Meine Augen weiteten sich und ich sah zu Tressa.

"Is' dein Freund 'n magisches Wes'n?" fragte Dorean plötzlich von hinten.

Die Blondine schluckte sichtlich und zögerte mit ihrer Antwort; Schlussendlich nickte sie aber.
Das würde bedeuten, dass die Soldaten unter Barls Führung wahllos magische Wesen entführten. Wie war es nur soweit gekommen?

"Hör mir zu, bitte," sagte ich. "Diese Soldaten handeln nicht nach meinen Befehlen. Wir sind selbst auf der Suche nach ihnen."

Sie sah immer noch ungläubig aus, aber ich wusste nicht, was ich sagen konnte, um sie zu überzeugen. Erst als ich Nuras Stimme hörte, fiel es mir ein. Ich drehte mich nach hinten und winkte die Nixen zu mir.

"Was is'?" fragte Nura, während sie sich mit einer Hand durch ihre unterschiedlich langen Haarsträhnen fuhr.

Ich zeigte auf die Blondine. "Sie glaubt wir hätten jemanden entführt. Er ist ein magisches Wesen, also denke ich, dass sie eher euch glauben wird, als mir."

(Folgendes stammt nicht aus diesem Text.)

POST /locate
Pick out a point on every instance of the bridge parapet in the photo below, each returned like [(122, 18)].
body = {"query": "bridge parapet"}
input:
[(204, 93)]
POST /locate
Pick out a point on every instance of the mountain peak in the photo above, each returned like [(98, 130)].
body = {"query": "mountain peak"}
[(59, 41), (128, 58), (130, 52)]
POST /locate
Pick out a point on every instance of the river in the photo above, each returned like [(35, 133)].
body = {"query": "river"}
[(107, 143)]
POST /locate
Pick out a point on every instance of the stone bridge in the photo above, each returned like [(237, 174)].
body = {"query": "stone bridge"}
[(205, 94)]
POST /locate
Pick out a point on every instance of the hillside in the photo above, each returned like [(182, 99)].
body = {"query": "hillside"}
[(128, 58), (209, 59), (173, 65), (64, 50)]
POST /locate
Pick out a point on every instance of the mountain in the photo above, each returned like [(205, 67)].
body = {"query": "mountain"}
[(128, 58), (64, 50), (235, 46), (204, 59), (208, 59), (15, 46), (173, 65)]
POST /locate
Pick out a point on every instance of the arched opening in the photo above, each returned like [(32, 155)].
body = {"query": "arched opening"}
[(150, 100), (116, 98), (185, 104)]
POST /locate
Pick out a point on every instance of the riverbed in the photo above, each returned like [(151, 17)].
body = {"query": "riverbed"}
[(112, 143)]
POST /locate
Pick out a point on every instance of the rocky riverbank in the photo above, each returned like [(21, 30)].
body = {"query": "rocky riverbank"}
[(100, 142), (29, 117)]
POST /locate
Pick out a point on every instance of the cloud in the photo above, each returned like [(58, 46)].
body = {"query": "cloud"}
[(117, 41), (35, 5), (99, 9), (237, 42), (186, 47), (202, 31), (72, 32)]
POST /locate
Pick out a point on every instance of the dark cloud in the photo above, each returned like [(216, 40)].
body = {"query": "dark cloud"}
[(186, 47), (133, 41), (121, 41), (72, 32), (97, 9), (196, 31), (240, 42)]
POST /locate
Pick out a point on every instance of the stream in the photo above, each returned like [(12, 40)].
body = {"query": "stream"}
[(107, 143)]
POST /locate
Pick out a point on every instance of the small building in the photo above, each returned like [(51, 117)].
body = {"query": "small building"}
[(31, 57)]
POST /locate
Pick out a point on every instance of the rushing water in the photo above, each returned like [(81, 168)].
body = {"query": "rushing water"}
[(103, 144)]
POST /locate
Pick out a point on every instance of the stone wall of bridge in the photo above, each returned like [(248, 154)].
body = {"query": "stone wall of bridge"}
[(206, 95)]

Nura nickte kurz und ging dann auf die junge Frau zu. Als die Nixe ihre Hände hob und der jungen Frau ihre Schwimmhäute zeigte, entspannte sich ihr Körper schon einmal sichtlich.

"Lorelei is' meine Freundin. Die is' voll okay," sagte Nura mit ihrer rauen Stimme und mein Herz schwoll leicht an. Ich freute mich, dass sie mich als Freundin betrachtete. "Anscheinend such'n wir dieselben Leute. Komm einfach mit uns mit."

Die Blondine sah kurz über Nuras Schultern, zu mir, und dann wieder zurück zur Nixe. Endlich entfalteten sich ihre Hände und sie nickte. Dann kam sie auf mich zu und sah mich verlegen an.

"Entschuldigung, dass ich Euch beleidigt habe."

Ich schüttelte den Kopf und lächelte sie an.
"Ich bewundere deinen Mut. Du warst so sehr in Sorge, dass du dich nicht einmal von unserem Trupp hast einschüchtern lassen."

Ich nahm einen tiefen Atemzug und fuhr dann fort.

"Was deinem Freund widerfahren ist, tut mir leid. Doch ich werde alles in meiner Macht Stehende tun, damit so etwas nicht noch einmal passiert."

Als Reaktion bekam ich ein kleines Lächeln, woraufhin meine eigene Anspannung auch endlich ein wenig fiel.

"Aber genug davon," sagte ich erleichtert. "Wie darf ich dich denn nennen?"

Die Blondine lächelte leicht und machte einen kleinen, verbesserungsfähigen Knicks, bevor sie sich mir vorstellte.

"Ich bin Viviane Kallet, aber nennt mich ruhig Vivi."